Problems continue to plague the world's largest particle collider, as physicists today disclosed that a faulty electrical connection has knocked it offline until next spring.
The news comes just days after CERN, as the European Organization for Nuclear Research is known, said the faulty wiring would only have the Large Hadron Collider out of sevice for two months.
The organization released a statement today noting that it will need to investigate the issue further and do repairs. The repairs are unlikely to be completed before the project enters its "winter maintenance" period, the statement said.
"Coming immediately after the very successful start of the LHC operation on 10 September, this is undoubtedly a psychological blow," said CERN Director General Robert Aymar, in a statement. "Nevertheless, the success of the LHC's first operation … is testimony to years of painstaking preparation and the skill of the teams involved in building and running CERN's accelerator complex. I have no doubt that we will overcome this setback with the same degree of rigor and application."

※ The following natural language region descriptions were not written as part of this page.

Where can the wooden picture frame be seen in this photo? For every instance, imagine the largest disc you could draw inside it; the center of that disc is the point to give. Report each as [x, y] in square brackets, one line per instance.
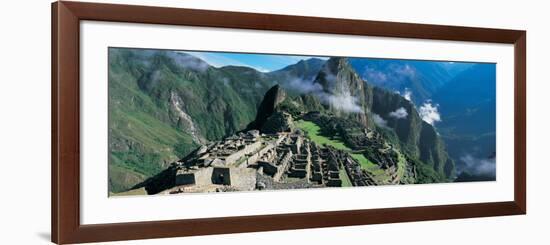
[66, 226]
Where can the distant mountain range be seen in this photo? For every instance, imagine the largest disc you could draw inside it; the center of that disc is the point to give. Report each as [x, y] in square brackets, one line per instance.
[164, 104]
[465, 96]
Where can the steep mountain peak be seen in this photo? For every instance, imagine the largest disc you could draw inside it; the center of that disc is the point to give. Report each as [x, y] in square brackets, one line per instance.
[273, 97]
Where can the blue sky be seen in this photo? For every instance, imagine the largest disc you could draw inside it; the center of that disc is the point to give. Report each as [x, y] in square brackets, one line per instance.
[260, 62]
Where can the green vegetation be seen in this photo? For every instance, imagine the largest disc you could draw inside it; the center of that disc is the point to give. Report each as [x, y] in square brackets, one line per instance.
[313, 133]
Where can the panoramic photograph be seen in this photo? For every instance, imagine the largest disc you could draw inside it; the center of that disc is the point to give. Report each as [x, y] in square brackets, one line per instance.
[205, 122]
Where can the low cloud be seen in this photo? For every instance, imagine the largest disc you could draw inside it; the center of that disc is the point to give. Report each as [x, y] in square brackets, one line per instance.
[405, 70]
[189, 61]
[479, 166]
[304, 86]
[344, 102]
[378, 120]
[400, 113]
[407, 94]
[429, 112]
[376, 76]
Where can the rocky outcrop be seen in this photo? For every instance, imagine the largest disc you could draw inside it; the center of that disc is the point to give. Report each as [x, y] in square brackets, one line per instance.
[273, 97]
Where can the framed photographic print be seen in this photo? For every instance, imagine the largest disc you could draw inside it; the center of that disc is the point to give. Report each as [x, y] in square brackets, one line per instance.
[176, 122]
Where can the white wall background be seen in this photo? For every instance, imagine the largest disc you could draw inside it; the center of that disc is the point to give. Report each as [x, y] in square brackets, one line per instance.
[25, 121]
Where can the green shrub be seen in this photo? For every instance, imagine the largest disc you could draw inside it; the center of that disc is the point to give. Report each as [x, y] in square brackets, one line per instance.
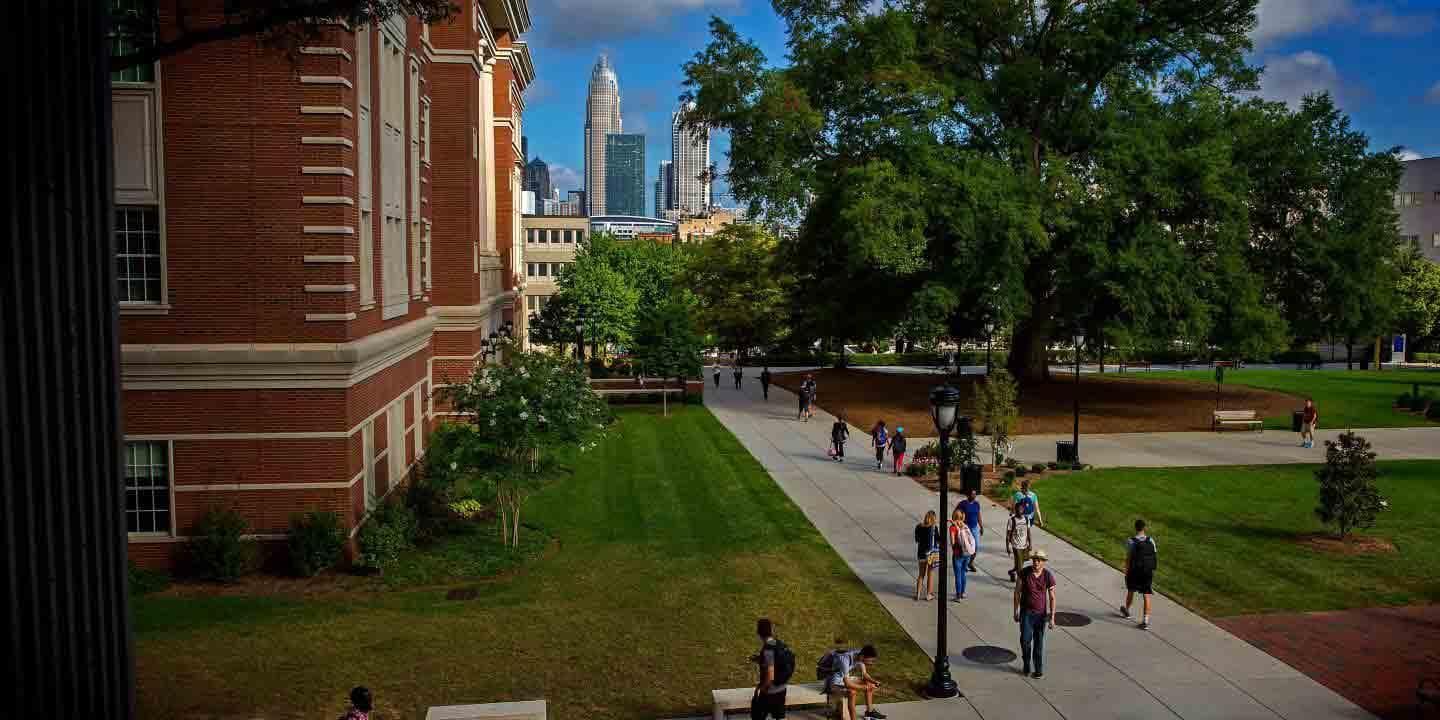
[218, 549]
[144, 581]
[316, 542]
[467, 509]
[389, 532]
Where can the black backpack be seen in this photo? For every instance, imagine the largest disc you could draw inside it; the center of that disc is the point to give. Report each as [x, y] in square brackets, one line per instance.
[784, 663]
[1144, 556]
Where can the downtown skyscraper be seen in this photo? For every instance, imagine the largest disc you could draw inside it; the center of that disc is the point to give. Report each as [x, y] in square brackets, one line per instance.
[602, 118]
[624, 174]
[690, 153]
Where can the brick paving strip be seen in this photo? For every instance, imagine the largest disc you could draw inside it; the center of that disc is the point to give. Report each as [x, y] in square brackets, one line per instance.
[1184, 667]
[1374, 655]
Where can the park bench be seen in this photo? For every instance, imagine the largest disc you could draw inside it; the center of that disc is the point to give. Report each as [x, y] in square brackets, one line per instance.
[1236, 418]
[797, 694]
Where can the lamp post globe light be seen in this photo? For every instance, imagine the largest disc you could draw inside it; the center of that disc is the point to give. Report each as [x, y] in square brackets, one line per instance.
[945, 405]
[990, 339]
[1074, 438]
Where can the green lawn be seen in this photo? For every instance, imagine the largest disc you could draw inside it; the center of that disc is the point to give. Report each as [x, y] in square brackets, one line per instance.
[1345, 398]
[667, 543]
[1229, 537]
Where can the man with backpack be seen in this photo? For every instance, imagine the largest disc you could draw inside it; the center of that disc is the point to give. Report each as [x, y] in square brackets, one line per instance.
[776, 664]
[837, 670]
[1139, 572]
[1028, 501]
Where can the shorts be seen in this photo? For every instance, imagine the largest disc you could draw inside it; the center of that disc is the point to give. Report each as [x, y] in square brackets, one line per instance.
[1139, 581]
[769, 704]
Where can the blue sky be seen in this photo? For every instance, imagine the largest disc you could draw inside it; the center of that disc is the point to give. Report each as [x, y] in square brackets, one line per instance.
[1380, 59]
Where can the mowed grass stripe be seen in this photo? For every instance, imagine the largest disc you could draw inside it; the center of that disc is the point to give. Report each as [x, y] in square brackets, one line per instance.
[670, 540]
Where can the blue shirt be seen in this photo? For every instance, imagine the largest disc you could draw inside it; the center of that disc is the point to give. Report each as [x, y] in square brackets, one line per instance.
[972, 511]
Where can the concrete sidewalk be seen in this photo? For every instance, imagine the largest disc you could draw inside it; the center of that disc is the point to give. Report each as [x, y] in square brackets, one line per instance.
[1184, 667]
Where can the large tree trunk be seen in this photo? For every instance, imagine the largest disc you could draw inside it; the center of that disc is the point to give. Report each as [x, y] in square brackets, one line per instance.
[1027, 350]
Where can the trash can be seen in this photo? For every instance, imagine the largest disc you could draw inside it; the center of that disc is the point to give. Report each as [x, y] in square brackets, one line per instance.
[971, 478]
[1064, 451]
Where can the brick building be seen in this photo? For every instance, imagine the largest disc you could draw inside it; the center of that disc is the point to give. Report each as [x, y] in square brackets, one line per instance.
[308, 246]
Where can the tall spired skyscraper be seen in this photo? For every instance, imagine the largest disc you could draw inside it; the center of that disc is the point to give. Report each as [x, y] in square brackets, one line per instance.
[602, 117]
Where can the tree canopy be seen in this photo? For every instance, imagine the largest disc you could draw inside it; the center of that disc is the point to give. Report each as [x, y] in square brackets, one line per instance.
[287, 23]
[1047, 164]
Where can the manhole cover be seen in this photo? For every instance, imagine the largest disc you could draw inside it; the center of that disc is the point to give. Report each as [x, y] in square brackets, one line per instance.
[988, 654]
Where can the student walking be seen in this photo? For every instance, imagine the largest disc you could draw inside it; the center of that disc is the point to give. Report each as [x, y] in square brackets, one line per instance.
[1139, 572]
[1017, 539]
[1030, 503]
[897, 450]
[776, 666]
[879, 439]
[972, 520]
[360, 704]
[962, 550]
[838, 434]
[1034, 611]
[928, 553]
[847, 674]
[1309, 416]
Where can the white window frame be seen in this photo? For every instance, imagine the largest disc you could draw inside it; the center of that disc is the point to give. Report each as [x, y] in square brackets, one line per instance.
[170, 481]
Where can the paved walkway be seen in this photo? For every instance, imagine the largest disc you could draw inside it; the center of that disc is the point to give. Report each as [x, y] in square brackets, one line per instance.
[1184, 667]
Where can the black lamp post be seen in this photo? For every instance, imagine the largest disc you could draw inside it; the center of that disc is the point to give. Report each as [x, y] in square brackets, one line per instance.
[945, 403]
[990, 337]
[1074, 439]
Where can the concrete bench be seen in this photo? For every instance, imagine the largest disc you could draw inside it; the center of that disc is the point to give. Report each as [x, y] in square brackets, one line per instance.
[797, 694]
[1236, 418]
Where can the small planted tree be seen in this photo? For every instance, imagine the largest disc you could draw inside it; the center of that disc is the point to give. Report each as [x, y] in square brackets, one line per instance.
[1348, 493]
[998, 409]
[523, 408]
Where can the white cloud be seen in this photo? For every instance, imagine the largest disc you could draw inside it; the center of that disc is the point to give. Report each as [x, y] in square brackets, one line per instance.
[1280, 19]
[1289, 78]
[1433, 95]
[583, 23]
[565, 179]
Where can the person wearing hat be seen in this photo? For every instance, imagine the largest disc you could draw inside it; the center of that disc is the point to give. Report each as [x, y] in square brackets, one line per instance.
[1034, 611]
[897, 448]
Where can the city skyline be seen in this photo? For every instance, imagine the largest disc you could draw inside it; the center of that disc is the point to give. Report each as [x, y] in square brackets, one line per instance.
[1350, 48]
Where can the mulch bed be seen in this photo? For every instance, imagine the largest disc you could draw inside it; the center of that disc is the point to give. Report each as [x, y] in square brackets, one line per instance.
[1106, 403]
[1373, 657]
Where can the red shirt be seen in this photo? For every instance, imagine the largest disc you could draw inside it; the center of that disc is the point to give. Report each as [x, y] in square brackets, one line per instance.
[1034, 592]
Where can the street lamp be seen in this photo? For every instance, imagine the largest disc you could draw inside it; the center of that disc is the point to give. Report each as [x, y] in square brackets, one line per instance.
[990, 337]
[1074, 439]
[945, 403]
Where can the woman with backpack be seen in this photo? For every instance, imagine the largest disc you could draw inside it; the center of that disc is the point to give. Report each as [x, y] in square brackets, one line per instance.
[838, 434]
[928, 553]
[962, 550]
[879, 439]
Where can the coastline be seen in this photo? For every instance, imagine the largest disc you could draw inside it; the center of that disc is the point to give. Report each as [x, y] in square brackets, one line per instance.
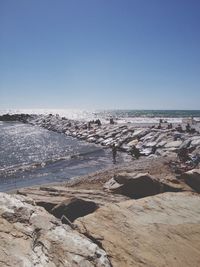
[132, 214]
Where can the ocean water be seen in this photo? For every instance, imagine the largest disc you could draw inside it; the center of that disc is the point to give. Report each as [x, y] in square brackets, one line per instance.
[121, 116]
[31, 155]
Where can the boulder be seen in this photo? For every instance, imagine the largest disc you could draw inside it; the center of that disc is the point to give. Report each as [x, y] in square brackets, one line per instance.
[161, 230]
[30, 236]
[133, 185]
[192, 178]
[174, 144]
[139, 185]
[73, 208]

CERN first reported last Friday that an electrical connection between two magnets melted, causing a "large helium leak" in the tunnel. CERN said that "at no time was there any risk to people."
As part of the investigation, technicians will need to bring the affected area of the collider's tunnel to room temperature and the involved magnets will have to be opened for inspection. After the work is complete, the entire area will need to be recooled.
This latest problem comes about two weeks after a faulty transformer was replaced in the machine. The transformer went down the day after the collider's first test run, when a particle beam shot fully around the 17-mile, underground vacuum-sealed tube. After that, another beam was shot around the tube going in the opposite direction.
These tests are a buildup to the time when two beams will be shot around the tube in opposite directions on a collision course. Smashing the beams together will create showers of new particles that should re-create conditions in the universe just moments after its conception, giving scientists the chance to answer one of humanity's oldest questions: How was the universe created?
Last week, prior to the wiring problem, the collision test was expected to take place in a matter of weeks. Now, it will be pushed back until at least next spring.